確かに言うまでもなく戦闘中の今、時間は限られている。
僕達は他の仲間を制御室に向かっている最中で見つけたら助けることにして、このメンバーで制御室に向かうことにした。
僕達は警戒しながら進軍したけれど幸いにも部隊の兵士とは制御室のある建物に着くまで出会うことはなかった。
その道中レジスタンスの兵士を発見しメンバーに加えることができた。
「そういえば今この基地にいるレジスタンスって何人なんですか?
」
僕はふと気になって移動しながら聞いてみる。
「六十四人よ」
愛ちゃんが答えてくれる。
六十四人。
思っていたより少ない人数ではあるけれど今の基地にいる部隊の戦闘員の人数を考えれば十分に多いと言えるだろう。
しかしそれでも、全員アビリティホルダーということを考慮してもランクSが三人いると言うだけで勝ち目は薄い。
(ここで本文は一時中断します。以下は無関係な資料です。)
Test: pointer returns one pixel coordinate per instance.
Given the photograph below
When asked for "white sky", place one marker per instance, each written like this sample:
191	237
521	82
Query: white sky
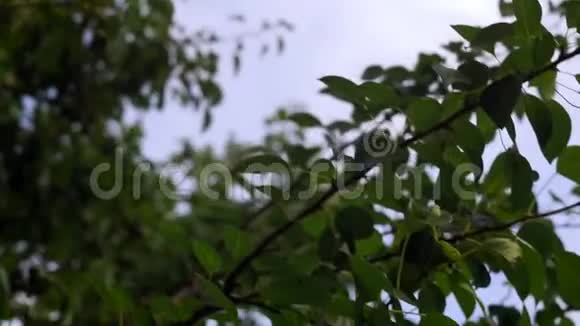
337	37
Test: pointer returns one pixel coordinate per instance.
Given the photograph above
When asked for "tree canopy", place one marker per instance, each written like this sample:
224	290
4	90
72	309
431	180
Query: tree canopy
379	222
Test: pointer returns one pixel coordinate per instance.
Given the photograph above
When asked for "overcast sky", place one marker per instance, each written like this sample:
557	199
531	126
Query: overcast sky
337	37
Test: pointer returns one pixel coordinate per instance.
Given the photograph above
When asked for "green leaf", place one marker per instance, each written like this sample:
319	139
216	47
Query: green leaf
572	9
304	120
499	99
543	49
525	318
328	245
450	251
369	278
166	310
214	294
237	242
470	139
476	73
506	9
509	249
529	16
489	36
469	33
465	297
513	170
378	96
207	256
354	223
534	267
341	126
567	267
431	299
315	289
546	84
372	72
568	163
479	273
437	320
561	131
342	88
262	163
506	316
424	113
540	118
541	235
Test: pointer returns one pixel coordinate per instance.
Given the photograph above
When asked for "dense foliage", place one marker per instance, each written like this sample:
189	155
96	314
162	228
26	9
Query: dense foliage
392	212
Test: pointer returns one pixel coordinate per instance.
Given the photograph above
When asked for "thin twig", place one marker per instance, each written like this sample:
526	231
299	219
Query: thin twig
567	101
505	226
229	284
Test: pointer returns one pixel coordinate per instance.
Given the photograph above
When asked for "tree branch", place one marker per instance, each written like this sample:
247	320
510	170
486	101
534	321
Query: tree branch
508	225
469	107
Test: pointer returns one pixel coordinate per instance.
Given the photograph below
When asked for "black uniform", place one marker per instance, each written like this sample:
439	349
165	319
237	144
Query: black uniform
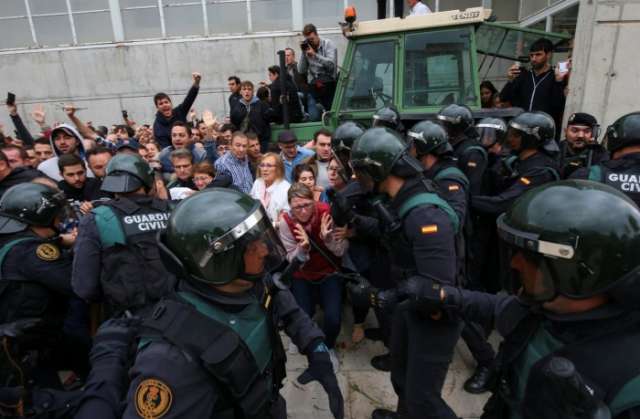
531	336
472	160
35	283
116	255
526	174
169	379
622	174
571	160
422	347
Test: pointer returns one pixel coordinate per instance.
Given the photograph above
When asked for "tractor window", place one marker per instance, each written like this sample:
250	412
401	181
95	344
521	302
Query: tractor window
370	84
438	69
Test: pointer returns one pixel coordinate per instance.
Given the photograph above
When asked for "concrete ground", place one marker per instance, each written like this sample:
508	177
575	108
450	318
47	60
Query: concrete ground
365	388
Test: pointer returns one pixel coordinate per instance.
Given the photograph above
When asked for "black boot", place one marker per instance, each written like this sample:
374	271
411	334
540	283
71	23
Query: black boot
382	362
384	414
480	381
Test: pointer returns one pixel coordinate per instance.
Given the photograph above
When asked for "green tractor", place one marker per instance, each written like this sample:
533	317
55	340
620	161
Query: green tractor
420	64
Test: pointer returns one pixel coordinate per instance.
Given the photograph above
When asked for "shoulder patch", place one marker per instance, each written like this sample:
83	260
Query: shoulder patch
153	399
429	229
48	252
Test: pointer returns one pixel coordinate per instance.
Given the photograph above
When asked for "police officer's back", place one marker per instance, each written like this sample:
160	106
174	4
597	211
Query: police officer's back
421	226
472	158
622	172
116	255
212	349
529	136
568	333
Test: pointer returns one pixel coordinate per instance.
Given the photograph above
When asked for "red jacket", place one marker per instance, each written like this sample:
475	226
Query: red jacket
317	267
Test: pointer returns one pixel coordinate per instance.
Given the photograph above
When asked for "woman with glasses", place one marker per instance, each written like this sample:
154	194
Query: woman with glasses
203	175
307	228
270	186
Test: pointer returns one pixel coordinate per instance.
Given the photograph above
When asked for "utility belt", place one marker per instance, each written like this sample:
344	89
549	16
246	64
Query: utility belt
224	355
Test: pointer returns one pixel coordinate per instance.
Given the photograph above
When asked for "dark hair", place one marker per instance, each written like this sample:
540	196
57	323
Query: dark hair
263	93
69	160
97	150
274	69
309	28
227	127
321	131
21	151
182	124
488	85
160	96
542	44
304	167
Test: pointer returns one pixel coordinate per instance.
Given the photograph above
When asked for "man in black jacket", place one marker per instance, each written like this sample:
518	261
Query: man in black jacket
167	114
537	89
250	114
277	97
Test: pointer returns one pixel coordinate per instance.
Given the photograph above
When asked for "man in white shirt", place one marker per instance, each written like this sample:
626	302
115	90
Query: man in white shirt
418	8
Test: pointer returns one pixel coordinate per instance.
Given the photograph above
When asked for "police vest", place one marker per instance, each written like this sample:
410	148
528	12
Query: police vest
614	378
627	183
238	350
133	275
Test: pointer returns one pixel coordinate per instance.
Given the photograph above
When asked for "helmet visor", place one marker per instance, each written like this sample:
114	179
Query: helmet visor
252	247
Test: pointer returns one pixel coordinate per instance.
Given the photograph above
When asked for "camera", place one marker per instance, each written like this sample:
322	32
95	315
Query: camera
305	45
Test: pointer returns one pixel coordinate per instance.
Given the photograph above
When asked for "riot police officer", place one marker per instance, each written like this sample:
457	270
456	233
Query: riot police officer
422	228
212	349
116	255
388	117
580	147
472	158
429	142
35	283
623	170
530	165
578	300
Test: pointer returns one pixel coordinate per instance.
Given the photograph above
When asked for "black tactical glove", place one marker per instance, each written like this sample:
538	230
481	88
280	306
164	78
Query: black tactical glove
363	294
320	369
425	294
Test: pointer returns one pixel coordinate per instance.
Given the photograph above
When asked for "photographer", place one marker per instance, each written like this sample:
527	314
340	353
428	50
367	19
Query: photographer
320	62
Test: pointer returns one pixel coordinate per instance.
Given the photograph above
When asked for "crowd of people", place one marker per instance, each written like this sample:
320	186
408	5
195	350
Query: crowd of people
197	240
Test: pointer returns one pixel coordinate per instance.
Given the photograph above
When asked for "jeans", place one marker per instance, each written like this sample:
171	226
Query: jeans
327	293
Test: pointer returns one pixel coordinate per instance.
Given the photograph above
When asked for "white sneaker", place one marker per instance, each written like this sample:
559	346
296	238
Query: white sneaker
334	360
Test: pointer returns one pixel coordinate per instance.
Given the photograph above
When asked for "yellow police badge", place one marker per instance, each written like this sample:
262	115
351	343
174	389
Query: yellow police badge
153	399
48	252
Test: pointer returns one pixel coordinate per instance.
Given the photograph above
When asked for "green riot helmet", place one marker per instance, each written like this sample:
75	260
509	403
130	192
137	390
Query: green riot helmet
560	244
388	117
218	235
381	152
127	173
623	132
534	129
491	131
30	204
456	119
345	135
429	138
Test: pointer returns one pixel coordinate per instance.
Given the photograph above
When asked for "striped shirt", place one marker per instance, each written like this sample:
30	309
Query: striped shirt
238	170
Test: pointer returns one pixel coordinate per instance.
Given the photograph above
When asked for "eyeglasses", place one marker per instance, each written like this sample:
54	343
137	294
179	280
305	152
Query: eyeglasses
302	207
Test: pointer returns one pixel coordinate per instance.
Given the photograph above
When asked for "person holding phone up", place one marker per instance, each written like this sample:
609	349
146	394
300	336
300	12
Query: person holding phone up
540	88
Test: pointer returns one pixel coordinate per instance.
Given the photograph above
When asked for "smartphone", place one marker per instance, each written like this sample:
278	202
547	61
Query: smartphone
563	66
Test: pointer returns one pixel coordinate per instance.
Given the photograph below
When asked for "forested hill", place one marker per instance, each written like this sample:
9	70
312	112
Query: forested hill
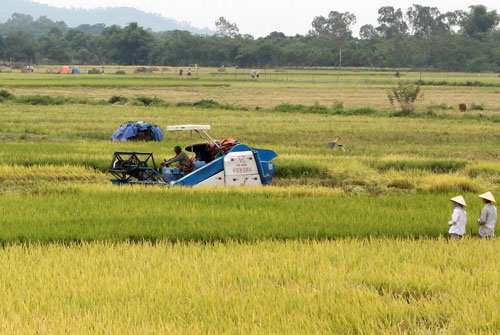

それは勿論レジスタンスにランクS相当の兵士がいないと仮定するならば、だけど。
「その中でランクSは何人いますか?」
「その制度は部隊独自のものだと思うわ」
ああ、そうか。
考えてみればランクは確かにアビリティの強さによって付けられるものだけど、それは部隊での役職のようなものでもあるんだった。
「そうですね、そうでした。聞き方を変えます。今いるレジスタンスの中で他の兵士よりずば抜けて強い人は何人いますか?」
「三人よ」
三人か。
贅沢は言えないけれど、それはとても多いとは言えず心細い人数だった。
これは本格的に目的地に急がなければならないかも知れない。